Serving as a caretaker is a difficult and often unrewarding task. But have you ever tried to put yourself in the shoes of the person you are taking care of? I haven’t.
For the last two years, I have been living with my grandmother and serving as one of her primary caretakers. Since I was about eight years old, she has been living with Type 2 diabetes. Within the last few years, she’s had to start taking insulin injections to help manage her blood sugar levels. The last few years have also seen a mental decline. My grandmother has changed from an independent, sassy, witty, feisty woman to a needy, dependent, forgetful person. Her personality flip-flops between childlike and combative. When she’s in a good mood, she sings little songs. When she’s in a bad mood, she berates me and my mother, her other caretaker.
Not once in that time have I tried to put myself in her shoes. It just never occurred to me.
Could I give up sugar? Not for the short term, but for the rest of my life? I suppose I could if I had to… but I can also see myself cheating on my diet a LOT more than my grandmother has.

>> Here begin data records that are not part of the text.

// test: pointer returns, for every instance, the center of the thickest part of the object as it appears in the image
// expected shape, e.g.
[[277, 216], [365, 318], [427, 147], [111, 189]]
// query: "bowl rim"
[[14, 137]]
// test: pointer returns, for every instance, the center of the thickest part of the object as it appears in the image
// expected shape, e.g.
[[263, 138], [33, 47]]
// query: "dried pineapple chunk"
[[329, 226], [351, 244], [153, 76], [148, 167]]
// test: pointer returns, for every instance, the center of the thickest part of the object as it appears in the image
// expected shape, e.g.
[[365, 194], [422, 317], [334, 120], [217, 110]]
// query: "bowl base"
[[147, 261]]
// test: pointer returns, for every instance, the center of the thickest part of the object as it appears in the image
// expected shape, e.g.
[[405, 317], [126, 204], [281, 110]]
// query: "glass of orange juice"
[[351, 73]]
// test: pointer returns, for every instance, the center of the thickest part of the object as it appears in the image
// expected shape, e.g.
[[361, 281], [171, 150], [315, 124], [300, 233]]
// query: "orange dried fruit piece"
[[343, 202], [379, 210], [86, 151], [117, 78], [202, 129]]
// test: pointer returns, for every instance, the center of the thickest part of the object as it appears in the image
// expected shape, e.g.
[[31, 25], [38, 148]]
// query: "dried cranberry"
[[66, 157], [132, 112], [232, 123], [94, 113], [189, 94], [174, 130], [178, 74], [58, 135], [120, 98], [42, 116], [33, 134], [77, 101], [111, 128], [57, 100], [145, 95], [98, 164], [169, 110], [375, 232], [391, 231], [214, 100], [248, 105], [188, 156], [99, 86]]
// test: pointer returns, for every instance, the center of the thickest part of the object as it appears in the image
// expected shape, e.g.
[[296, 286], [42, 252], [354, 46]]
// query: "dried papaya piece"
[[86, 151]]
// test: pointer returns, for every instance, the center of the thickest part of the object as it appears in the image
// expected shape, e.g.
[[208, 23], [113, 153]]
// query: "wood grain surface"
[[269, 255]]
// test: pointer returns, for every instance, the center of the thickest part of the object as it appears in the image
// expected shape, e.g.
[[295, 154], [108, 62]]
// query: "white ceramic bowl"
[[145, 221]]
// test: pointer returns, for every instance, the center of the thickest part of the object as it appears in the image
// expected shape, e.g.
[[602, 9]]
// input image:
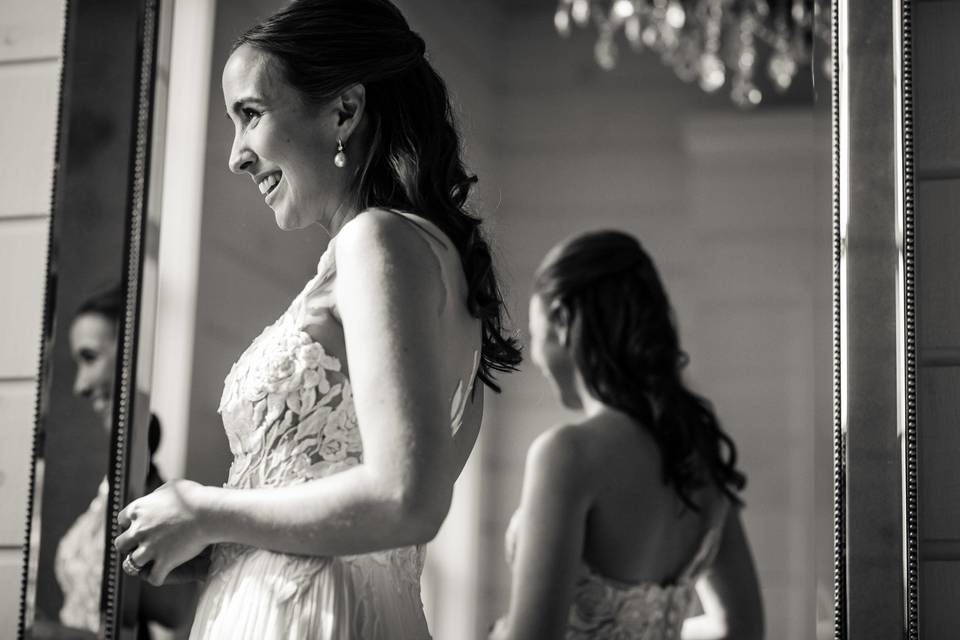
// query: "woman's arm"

Could I remember to take my medicine several times a day? I already take antidepressants on a daily basis. The trick for me is getting into the routine. I could probably manage to take medicine with meals, though I’m not always good at eating meals at the same time every day.

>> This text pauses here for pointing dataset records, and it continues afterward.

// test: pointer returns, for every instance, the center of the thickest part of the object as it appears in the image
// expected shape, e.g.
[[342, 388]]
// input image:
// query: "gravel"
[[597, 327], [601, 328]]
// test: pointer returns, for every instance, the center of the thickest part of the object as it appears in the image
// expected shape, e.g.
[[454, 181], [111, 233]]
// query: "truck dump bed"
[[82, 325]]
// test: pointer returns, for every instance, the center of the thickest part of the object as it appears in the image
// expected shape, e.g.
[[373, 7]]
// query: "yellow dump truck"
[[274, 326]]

Could I stick my fingers several times a day to get my blood sugar levels? Could I give myself an insulin injection? The injections might be the line I couldn’t pass. I remember nearly throwing up the first time I gave my grandmother a shot; I don’t know if I could do it to myself.
After twenty years of all that… I might be pretty tired of being good. I might be reluctant to keep up with the blood sugar testing and the doctor visits.